Coco Gauff navigates delay created by environmental protestors, reaches US Open final

NEW YORK — Coco Gauff has been on such a fast track to the top of women’s tennis that it’s often taken for granted how much she’s accomplished at the age of 19.

In this sport, winning WTA titles and reaching the top-10 is important. But winning Grand Slams is everything.

And on Saturday, Gauff will have a chance to forever end the questions about when she’s going to break that threshold.

Gauff, the No. 6 seed, reached her first US Open final after beating No. 10 Karolina Muchova of the Czech Republic on Thursday night, 6-4, 7-5, and will await the winner of the second semifinal between No. 2 seed Aryna Sabalenka and No. 17 Madison Keys.

Gauff not only had to overcome a difficult opponent Thursday, she had to survive a potential momentum-killing delay early in the second set that stretched for approximately 50 minutes when three environmental protestors began yelling from the upper deck. Though police were able to quickly remove two of them, one had glued his feet to the floor, necessitating an entire team of security to handle the disturbance.

Coco Gauff celebrates a winner against Karolina Muchova.

Coco Gauff celebrates a winner against Karolina Muchova.

Fortunately, neither player seemed too bothered by the delay as both seemed to settle back into the match immediately.

Though Gauff reached the French Open final last year, there was a sense throughout 2023 that her game had plateaued. After a decisive quarterfinal loss in Paris to eventual champion Iga Swiatek and then a first-round exit at Wimbledon to Sofia Kenin, Gauff overhauled her coaching team by hiring former ATP pro Pere Riba and Brad Gilbert, the ESPN commentator who coached Andre Agassi and Andy Roddick to Grand Slam titles.

With a new team in place to start the North American hard court season, Gauff called it a rebuilding phase. But immediately she began the best run of her career, winning the Washington event and then adding the title in Cincinnati two weeks later, beating Swiatek for the first time in eight tries.

When the US Open draw came out, it appeared Gauff was headed for yet another Swiatek showdown in the quarterfinals. But when Jelena Ostapenko upset Swiatek in the fourth round, a huge obstacle in Gauff’s path was cleared. She now enters the final having won 17 of her last 18 matches.

The match against Muchova, whom she beat in the Cincinnati final, showed some of the maturity that Gauff has gained since the coaching change.

Starting the match with a series of high, looping ground strokes that targeted Muchova’s backhand and helped negate the effectiveness of her slice, Gauff seemed to possess both calm and clarity about her gameplay.

Muchova, who lost in the French Open final earlier this year, played with tape on her right forearm in the quarterfinals and showed up Thursday wearing a black arm sleeve to cover it. But whatever soreness she was feeling in the arm paled in comparison to the nerves she seemed to be fighting early in the match.

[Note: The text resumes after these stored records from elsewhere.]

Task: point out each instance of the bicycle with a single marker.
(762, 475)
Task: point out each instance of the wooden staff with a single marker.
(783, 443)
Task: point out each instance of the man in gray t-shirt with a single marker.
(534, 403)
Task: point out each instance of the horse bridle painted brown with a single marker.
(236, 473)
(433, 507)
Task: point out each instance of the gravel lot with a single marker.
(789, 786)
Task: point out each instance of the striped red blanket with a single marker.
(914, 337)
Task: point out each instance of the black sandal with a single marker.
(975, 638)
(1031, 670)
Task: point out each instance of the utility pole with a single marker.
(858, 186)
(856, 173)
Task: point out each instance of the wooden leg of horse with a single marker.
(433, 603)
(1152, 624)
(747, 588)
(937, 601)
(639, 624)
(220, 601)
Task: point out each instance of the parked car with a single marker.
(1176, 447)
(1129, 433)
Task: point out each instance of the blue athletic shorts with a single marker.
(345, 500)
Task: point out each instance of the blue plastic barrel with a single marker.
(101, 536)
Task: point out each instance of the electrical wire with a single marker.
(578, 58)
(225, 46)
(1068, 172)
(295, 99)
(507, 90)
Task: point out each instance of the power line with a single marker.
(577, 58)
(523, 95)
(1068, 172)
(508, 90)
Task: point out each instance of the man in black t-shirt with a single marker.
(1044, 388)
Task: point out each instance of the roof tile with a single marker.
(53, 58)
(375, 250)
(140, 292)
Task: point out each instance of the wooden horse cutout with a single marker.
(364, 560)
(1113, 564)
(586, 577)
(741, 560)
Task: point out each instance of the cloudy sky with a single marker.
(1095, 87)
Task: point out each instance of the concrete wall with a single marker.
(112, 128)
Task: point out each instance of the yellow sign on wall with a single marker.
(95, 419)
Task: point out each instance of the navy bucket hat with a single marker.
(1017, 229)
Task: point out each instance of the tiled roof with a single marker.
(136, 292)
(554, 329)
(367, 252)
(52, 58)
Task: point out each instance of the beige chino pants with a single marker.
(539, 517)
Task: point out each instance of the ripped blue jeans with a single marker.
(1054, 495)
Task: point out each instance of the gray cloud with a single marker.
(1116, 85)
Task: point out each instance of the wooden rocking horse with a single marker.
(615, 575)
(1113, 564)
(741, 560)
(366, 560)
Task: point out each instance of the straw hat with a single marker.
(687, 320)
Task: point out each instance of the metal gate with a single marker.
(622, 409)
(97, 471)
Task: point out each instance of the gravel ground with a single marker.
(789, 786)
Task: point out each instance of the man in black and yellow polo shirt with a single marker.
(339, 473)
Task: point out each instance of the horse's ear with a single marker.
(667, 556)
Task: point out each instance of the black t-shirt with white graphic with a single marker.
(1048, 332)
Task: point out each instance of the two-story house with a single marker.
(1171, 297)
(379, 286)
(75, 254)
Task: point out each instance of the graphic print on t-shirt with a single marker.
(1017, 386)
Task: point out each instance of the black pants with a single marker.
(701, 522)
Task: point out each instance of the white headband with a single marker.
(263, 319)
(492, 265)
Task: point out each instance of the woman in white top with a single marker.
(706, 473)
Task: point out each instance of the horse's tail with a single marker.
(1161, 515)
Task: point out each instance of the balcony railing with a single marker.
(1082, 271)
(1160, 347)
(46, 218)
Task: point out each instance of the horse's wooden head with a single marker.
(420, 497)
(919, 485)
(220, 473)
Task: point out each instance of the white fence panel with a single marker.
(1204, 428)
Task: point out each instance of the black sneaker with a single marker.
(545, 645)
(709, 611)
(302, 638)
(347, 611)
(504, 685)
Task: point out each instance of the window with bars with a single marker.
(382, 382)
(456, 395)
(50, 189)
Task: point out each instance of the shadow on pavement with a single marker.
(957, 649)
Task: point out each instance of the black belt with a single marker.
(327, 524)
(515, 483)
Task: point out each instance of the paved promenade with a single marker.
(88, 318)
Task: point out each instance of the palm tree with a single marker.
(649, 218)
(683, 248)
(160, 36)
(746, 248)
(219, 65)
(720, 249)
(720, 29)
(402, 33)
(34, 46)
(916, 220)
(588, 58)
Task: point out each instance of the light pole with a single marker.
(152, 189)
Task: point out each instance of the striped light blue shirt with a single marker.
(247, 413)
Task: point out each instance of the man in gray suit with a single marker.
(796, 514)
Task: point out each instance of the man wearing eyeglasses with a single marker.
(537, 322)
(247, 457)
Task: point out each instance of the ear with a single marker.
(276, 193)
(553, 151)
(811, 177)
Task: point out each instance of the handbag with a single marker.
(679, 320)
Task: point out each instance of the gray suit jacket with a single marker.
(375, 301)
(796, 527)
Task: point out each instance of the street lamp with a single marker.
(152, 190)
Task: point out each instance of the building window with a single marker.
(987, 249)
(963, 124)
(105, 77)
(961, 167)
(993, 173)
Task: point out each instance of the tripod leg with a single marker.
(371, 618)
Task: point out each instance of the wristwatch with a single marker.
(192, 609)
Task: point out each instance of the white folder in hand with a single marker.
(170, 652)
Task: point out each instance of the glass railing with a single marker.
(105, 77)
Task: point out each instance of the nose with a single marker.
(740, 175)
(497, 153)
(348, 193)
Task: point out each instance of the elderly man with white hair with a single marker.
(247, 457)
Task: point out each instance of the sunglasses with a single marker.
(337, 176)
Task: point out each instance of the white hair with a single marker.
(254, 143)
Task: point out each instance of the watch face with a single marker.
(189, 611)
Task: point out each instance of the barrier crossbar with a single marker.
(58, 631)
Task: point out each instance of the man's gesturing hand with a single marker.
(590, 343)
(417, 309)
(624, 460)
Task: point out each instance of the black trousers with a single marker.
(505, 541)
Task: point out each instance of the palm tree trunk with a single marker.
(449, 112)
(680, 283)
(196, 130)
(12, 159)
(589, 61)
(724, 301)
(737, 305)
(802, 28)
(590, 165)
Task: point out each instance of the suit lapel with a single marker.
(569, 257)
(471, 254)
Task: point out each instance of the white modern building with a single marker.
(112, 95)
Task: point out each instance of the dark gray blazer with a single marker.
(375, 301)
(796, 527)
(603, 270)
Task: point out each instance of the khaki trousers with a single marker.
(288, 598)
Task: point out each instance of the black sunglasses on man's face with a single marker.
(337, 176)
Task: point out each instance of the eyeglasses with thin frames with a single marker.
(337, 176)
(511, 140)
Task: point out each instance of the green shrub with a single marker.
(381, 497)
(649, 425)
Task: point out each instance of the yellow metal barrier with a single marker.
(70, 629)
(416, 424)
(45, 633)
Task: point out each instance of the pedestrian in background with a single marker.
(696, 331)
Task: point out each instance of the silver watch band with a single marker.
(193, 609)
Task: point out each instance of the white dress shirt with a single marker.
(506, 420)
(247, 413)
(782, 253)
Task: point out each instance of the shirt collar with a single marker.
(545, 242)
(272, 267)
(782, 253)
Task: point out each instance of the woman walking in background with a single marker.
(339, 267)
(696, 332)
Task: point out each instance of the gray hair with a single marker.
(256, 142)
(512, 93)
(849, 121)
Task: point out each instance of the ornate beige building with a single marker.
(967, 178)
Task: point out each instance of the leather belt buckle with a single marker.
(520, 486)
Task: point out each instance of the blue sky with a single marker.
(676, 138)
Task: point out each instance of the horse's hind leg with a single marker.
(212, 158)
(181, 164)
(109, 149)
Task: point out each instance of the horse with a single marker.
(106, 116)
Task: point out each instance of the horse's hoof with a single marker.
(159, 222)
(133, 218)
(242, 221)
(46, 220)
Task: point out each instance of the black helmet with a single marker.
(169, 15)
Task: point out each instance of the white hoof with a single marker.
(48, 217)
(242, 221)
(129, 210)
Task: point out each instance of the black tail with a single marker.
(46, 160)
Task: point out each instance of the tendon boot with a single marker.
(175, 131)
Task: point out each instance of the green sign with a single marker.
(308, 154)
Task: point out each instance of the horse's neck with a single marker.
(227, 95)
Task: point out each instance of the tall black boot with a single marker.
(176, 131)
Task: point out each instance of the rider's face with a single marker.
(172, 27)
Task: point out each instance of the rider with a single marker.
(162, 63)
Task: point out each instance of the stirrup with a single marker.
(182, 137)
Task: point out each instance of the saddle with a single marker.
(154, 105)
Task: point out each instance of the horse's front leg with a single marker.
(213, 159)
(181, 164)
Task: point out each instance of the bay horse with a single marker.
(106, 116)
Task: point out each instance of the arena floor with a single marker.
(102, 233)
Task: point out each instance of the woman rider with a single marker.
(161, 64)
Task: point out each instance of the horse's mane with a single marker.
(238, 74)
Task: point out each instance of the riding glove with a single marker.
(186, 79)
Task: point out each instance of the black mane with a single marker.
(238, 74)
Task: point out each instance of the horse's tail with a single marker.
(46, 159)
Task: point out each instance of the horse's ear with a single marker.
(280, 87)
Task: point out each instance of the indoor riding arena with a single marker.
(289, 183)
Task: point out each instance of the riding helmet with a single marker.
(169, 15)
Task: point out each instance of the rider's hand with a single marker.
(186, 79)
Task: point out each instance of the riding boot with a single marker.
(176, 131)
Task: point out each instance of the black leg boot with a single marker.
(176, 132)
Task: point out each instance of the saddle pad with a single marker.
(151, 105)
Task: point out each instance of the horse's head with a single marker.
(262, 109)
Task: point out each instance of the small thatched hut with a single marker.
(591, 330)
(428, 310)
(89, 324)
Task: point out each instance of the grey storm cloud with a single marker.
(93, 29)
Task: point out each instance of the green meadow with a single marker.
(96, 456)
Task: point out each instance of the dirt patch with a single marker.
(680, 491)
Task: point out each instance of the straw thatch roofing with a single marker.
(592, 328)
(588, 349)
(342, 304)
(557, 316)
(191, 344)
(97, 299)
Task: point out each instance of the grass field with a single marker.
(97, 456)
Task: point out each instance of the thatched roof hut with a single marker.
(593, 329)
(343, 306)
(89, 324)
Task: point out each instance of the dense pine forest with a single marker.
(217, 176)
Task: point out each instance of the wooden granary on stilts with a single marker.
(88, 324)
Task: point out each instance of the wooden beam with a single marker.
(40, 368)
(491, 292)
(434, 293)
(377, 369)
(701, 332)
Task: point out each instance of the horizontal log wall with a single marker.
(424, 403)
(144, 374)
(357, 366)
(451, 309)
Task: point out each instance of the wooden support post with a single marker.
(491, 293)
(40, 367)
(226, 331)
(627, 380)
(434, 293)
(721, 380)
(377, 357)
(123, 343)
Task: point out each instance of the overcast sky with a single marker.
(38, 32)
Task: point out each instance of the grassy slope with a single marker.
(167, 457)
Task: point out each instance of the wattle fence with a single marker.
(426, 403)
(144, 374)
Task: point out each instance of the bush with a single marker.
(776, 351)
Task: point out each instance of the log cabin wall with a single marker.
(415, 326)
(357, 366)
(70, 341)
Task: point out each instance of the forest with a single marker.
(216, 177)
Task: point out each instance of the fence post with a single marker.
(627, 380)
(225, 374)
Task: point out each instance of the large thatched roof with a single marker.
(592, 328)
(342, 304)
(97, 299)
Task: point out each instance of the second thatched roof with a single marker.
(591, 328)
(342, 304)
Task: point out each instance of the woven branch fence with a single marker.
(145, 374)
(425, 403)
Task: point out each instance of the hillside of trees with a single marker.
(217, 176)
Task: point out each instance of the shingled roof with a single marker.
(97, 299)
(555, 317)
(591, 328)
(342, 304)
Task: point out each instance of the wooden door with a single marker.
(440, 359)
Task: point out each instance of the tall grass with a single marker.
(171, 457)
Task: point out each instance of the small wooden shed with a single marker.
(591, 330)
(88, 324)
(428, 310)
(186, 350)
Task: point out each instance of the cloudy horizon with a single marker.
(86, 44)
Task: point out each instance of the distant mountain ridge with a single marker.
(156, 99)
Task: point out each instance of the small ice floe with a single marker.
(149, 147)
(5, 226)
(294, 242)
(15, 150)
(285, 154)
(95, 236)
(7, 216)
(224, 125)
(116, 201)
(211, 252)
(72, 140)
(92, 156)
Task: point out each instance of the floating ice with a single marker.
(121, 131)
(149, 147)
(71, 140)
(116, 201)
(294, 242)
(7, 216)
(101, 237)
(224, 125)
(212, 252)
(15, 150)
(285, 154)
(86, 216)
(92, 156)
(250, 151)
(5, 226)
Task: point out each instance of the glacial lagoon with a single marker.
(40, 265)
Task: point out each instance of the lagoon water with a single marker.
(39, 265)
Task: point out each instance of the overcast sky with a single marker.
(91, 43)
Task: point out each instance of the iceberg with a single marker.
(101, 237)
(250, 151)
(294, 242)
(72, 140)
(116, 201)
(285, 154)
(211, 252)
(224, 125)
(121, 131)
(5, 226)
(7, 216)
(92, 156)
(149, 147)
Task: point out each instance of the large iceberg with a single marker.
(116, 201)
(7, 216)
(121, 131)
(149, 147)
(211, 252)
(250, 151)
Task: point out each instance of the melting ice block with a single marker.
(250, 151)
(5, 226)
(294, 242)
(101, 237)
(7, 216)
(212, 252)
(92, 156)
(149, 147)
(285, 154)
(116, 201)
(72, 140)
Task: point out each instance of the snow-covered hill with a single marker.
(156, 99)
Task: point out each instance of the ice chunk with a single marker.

While Gauff played steadily, Muchova struggled to execute in their baseline exchanges and found no more luck when she approached the net. Though Muchova’s game picked up a bit after falling behind 5-1, Gauff was steady enough to finish off the first set as Muchova added three more unforced errors to finish with 17 against just three winners.

Muchova played more characteristically in the second set and used the variety in her shots to ask Gauff more questions than she faced in the first. But Muchova unraveled while serving at 3-4, and for a moment it appeared like that would be decisive. After missing a routine overhead smash at 15-15 and then double faulting at 40-30, Muchova handed Gauff a chance to break — which she did when Muchova buried a backhand into the net.

Though Gauff couldn’t convert on her first attempt to finish as Muchova fought off a match point and eventually broke serve, it only delayed the outcome — which seemed to be the theme of the night. Serving at 5-6, Muchova began the game with a double fault and had to fight off four more match points to stay alive. But Gauff was able to win the lengthiest exchange of the match with a running forehand winner to give herself one more shot to finish things off.

She took it this time, forcing a miss from Muchova and raised her fist in the air to celebrate her first Slam final on home soil.